Northwest Gbaya is a Gbaya language spoken across a broad expanse of Cameroon and the Central African Republic. The principal variety is Kara (Kàrà, Gbaya Kara), a name shared with several neighboring languages; Lay (Làì) is restricted to a small area north of Mbodomo, with a third between it and Toongo that is not named in Moñino (2010), but is influenced by the Gbaya languages to the south.

For male initiation rites, the Gbaya Kara use a language called La'bi.

==Phonology==
The following information is based on the 'Bodoe (Kàrà) and northern dialects:

=== Consonants ===

|  |  | Labial | Alveolar | Palatal | Velar | Labio- velar | Glottal |
| Nasal |  | m | n | ɲ | ŋ | ŋ͡m |  |
| Plosive | voiceless | p | t |  | k | k͡p | ʔ |
| voiced | b | d |  | ɡ | ɡ͡b |  |
| prenasal | ᵐb | ⁿd |  | ᵑɡ | ᵑᵐɡ͡b |  |
| implosive | ɓ | ɗ |  |  |  |  |
| Fricative | voiceless | f | s |  |  |  | h |
| voiced | v | z |  |  |  |  |
| Tap/Trill |  | (ⱱ) | r |  |  |  |  |
| Approximant |  |  | l | j |  | w |  |

- The labio-dental flap /ⱱ/ appears only in ideophonic adverbs within word-initial or intervocalic position.

=== Vowels ===

Oral vowels
|  | Front | Central | Back |
|---|---|---|---|
| Close | i iː |  | u uː |
| Close-mid | e eː |  | o oː |
| Open-mid | ɛ ɛː |  | ɔ ɔː |
| Open |  | a aː |  |

- /w/ can be heard as centralized [ẅ] when preceding front vowels /i, e, ɛ/.

Nasal vowels
|  | Front | Central | Back |
|---|---|---|---|
| Close | ĩ ĩː |  | ũ ũː |
| Open-mid | ɛ̃ ɛ̃ː |  | ɔ̃ ɔ̃ː |
| Open |  | ã ãː |  |

- /w/ is heard as nasalized [w̃] when preceding nasal vowels.

== Writing system ==
Paulette Roulon-Doko uses a uses a phonetic transcription in her works on Northwest Gbaya.
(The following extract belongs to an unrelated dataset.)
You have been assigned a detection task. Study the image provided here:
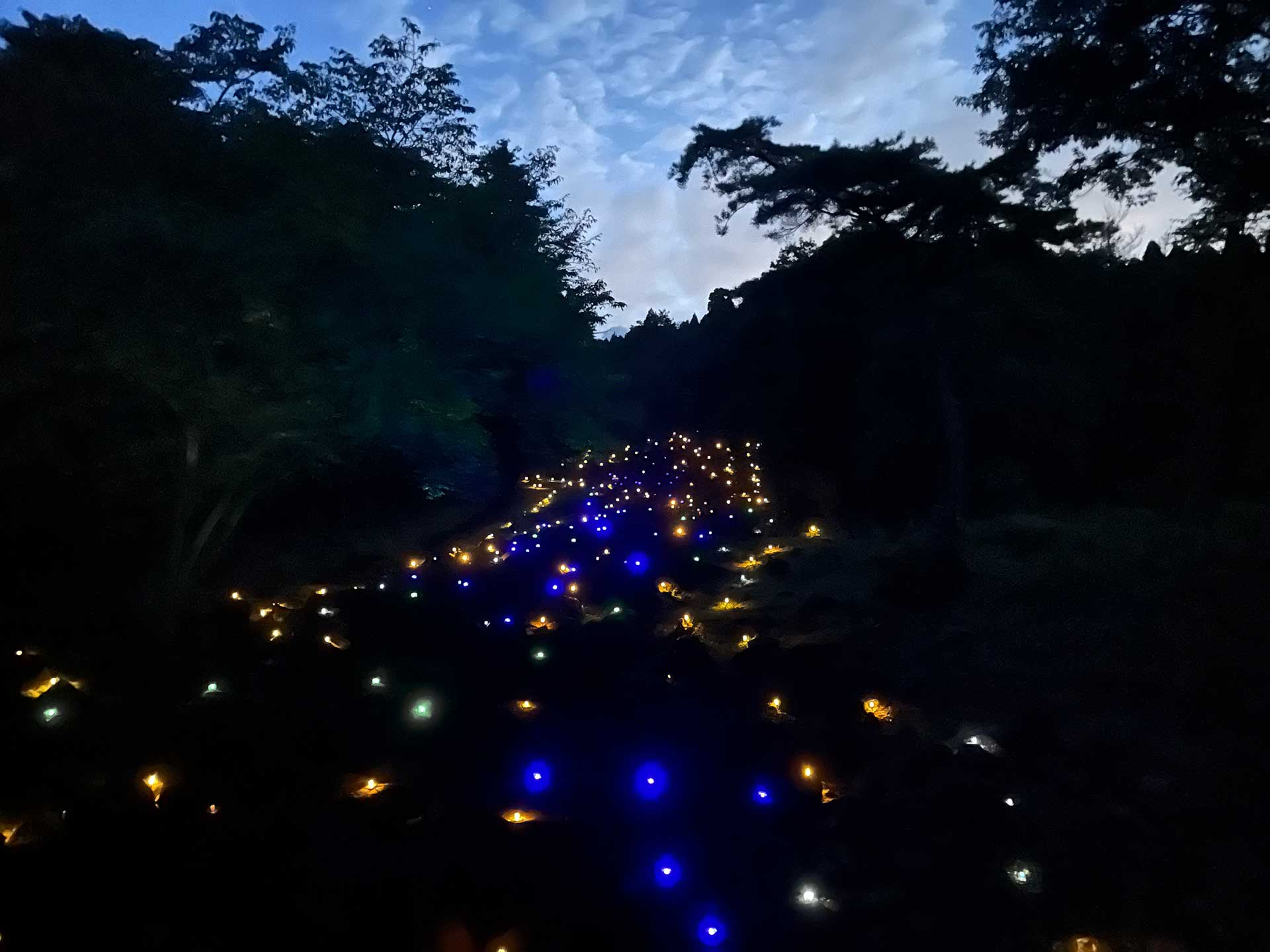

The nasal vowels are noted there with the tilde under the vowel letter .

Northwest Gbaya phonetic alphabet
a: b; ɓ; d; ɗ; e; ɛ; f; g; gb; h; i; k; kp; l; m; mb; n; nd; ng; ngb; ɲ; ŋ; nm; p; ɔ; p; r; s; t; u; v; ʋ; w; y; z; ʔ

In Cameroon, an alphabet based on the General Alphabet of Cameroonian Languages is used, notably in the translation of the Bible into Gbaya published by the Alliance biblique du Cameroun. The nasal vowels are noted there with the cedilla under the vowel letter .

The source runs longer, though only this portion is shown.